Frontier
Copyright ©2013 Baishideng Publishing Group Co., Limited. All rights reserved.
World J Neurol. Dec 28, 2013; 3(4): 87-96
Published online Dec 28, 2013. doi: 10.5316/wjn.v3.i4.87
Cannabinoids: Do they have the potential to treat the symptoms of multiple sclerosis?
Zubair Ahmed
Zubair Ahmed, Neurotrauma and Neurodegeneration Section, School of Clinical and Experimental Medicine, College of Medical and Dental Sciences, University of Birmingham, Birmingham B15 2TT, United Kingdom
Author contributions: Ahmed Z participated in research design, conducted experiments, performed data analysis and wrote the manuscript.
Supported by The University of Birmingham
Correspondence to: Dr. Zubair Ahmed, Neurotrauma and Neurodegeneration Section, School of Clinical and Experimental Medicine, College of Medical and Dental Sciences, University of Birmingham, Institute of Biomedical Research (West), Edgbaston, Birmingham B15 2TT, United Kingdom. z.ahmed.1@bham.ac.uk
Telephone: +44-121-4148859 Fax: +44-121-4148867
Received: May 8, 2013
Revised: September 24, 2013
Accepted: October 16, 2013
Published online: December 28, 2013
Processing time: 252 Days and 19.6 Hours
Abstract

This article reviews the role of cannabinoids in inhibiting neurodegeneration in models of multiple sclerosis (MS). MS is a chronic, debilitating disease of the central nervous system (CNS), induced by autoimmunity-driven inflammation that leads to demyelination and thus disconnection of the normal transmission of nerve impulses.
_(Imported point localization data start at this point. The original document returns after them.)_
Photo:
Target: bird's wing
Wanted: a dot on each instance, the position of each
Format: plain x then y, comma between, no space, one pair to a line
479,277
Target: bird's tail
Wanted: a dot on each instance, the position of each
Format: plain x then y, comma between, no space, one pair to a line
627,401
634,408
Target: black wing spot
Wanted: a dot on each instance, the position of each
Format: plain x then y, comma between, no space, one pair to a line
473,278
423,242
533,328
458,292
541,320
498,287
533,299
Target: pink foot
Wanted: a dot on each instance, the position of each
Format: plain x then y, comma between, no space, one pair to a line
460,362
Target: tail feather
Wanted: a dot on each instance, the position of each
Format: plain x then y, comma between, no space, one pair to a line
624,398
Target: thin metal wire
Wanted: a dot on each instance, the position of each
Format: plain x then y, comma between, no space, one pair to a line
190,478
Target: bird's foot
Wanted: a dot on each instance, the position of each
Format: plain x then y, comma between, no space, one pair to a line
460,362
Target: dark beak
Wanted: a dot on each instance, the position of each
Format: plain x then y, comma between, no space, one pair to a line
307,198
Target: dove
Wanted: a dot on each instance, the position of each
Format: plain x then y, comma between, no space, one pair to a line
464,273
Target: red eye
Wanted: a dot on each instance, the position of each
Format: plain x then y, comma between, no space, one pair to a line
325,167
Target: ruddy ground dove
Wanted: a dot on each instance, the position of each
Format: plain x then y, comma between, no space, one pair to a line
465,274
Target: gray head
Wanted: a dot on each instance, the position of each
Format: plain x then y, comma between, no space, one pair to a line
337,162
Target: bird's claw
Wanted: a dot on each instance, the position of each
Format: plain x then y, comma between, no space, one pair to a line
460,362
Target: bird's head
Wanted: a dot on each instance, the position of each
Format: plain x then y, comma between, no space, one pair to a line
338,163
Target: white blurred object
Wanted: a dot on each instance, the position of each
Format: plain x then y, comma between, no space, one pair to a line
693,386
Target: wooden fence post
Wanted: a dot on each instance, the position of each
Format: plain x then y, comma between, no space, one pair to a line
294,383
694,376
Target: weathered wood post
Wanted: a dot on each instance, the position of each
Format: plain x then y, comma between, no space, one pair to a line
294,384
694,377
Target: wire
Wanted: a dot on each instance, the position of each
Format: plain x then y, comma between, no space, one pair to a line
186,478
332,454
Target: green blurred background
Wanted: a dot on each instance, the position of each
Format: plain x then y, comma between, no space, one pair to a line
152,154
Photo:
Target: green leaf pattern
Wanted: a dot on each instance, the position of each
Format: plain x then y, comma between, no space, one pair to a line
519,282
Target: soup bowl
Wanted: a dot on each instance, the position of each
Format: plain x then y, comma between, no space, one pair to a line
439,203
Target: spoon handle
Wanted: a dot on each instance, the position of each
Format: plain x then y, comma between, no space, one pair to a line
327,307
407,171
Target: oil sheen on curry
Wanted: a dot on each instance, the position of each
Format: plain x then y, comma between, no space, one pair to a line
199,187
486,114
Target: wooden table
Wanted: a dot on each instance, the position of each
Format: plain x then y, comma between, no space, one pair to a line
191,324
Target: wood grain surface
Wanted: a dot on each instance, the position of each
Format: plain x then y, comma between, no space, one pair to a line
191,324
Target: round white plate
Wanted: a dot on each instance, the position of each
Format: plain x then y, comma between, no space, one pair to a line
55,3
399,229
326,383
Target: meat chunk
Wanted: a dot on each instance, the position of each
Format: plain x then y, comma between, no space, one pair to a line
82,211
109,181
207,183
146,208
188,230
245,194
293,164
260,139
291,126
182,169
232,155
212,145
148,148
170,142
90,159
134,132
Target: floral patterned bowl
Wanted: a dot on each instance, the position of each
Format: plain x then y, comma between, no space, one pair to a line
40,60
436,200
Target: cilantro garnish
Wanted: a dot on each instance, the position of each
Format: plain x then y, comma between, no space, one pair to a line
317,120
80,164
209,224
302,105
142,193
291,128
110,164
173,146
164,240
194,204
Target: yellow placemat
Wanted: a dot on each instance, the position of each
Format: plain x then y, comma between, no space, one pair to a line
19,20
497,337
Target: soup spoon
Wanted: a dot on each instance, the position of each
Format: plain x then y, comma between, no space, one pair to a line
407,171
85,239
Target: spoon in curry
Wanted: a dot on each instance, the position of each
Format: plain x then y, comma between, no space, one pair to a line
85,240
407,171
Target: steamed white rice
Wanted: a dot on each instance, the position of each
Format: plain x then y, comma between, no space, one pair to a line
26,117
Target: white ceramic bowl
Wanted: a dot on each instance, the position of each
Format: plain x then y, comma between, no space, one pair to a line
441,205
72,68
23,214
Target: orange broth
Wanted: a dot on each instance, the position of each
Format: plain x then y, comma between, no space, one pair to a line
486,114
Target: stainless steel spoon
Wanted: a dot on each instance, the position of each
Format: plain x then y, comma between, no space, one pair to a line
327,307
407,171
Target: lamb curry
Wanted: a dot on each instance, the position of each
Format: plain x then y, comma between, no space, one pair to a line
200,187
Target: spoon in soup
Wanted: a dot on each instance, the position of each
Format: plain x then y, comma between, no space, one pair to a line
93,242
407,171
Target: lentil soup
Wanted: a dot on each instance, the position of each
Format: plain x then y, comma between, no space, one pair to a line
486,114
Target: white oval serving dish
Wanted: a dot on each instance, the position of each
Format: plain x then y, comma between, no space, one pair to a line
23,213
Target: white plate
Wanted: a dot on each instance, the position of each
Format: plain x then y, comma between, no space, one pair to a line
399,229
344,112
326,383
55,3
Despite the use of an array of immune modulating drugs that restore blood brain barrier function, disability continues in patients concomitant with the loss of axons in the spinal cord. MS patients therefore suffer neuropathic pain, spasticity and tremor. Anecdotal evidence suggests that MS patients using cannabis, though illegal, achieve symptomatic relief from neuropathic pain and spasticity associated with MS. The discovery of the endogenous cannabinoid (endocannabinoid) system that naturally exists in the body and which responds to cannabinoids to exert their effects has aided research into the therapeutic utility of cannabinoids. The endocannabinoid system consists of two G-protein coupled receptors cannabinoid receptor type-1 (CB1) and CB2. CB1 is mainly expressed in the CNS and CB2 is predominantly found in leukocytes, while an increasing number of potential ligands and endocannabinoid degradation molecules are being isolated. Several studies have highlighted the involvement of this system in regulating neurotransmission and its ability to prevent excessive neurotransmitter release, consistent with a capacity to provide symptomatic relief. In summary, antagonism of the CB1 receptor pathway contributes to neuronal damage in chronic relapsing experimental allergic encephalomyelitis (EAE) and suppresses tremor and spasticity. The addition of exogenous CB1 agonists derived from cannabis also afforded significant neuroprotection from the consequences of inflammatory CNS disease in EAE and experimental allergic uveitis models. Although clear neuroprotective benefits of cannabinoids have been demonstrated, the unwanted psychotropic effects need to be addressed. However, manipulating the endogenous cannabinoid system may be one way of eliciting beneficial effects without some or all of the unwanted side effects.

Keywords: Multiple sclerosis; Axonal damage; Neurodegeneration; Neuroprotection

Core tip: Multiple sclerosis (MS) is an inflammatory demyelinating disease of the central nervous system and causes disability, neuropathic pain, spasticity and tremor in affected patients. Although illegal, users of cannabis report relief from pain and spasticity, probably due to the endogenous cannabinoid system that exists. Cannabinoid receptor type-1 (CB1)-deficient mice accrue greater levels of neurodegeneration and poorly tolerate inflammatory and excitotoxic insults after immune attack in a model of MS, experimental allergic encephalomyelitis. Treatment of animals affected by experimental allergic uveitis (EAU) with CB1 agonists also provided significant neuroprotection from the consequences of EAU, suggesting that cannabinoids may slow down neurodegeneration in MS.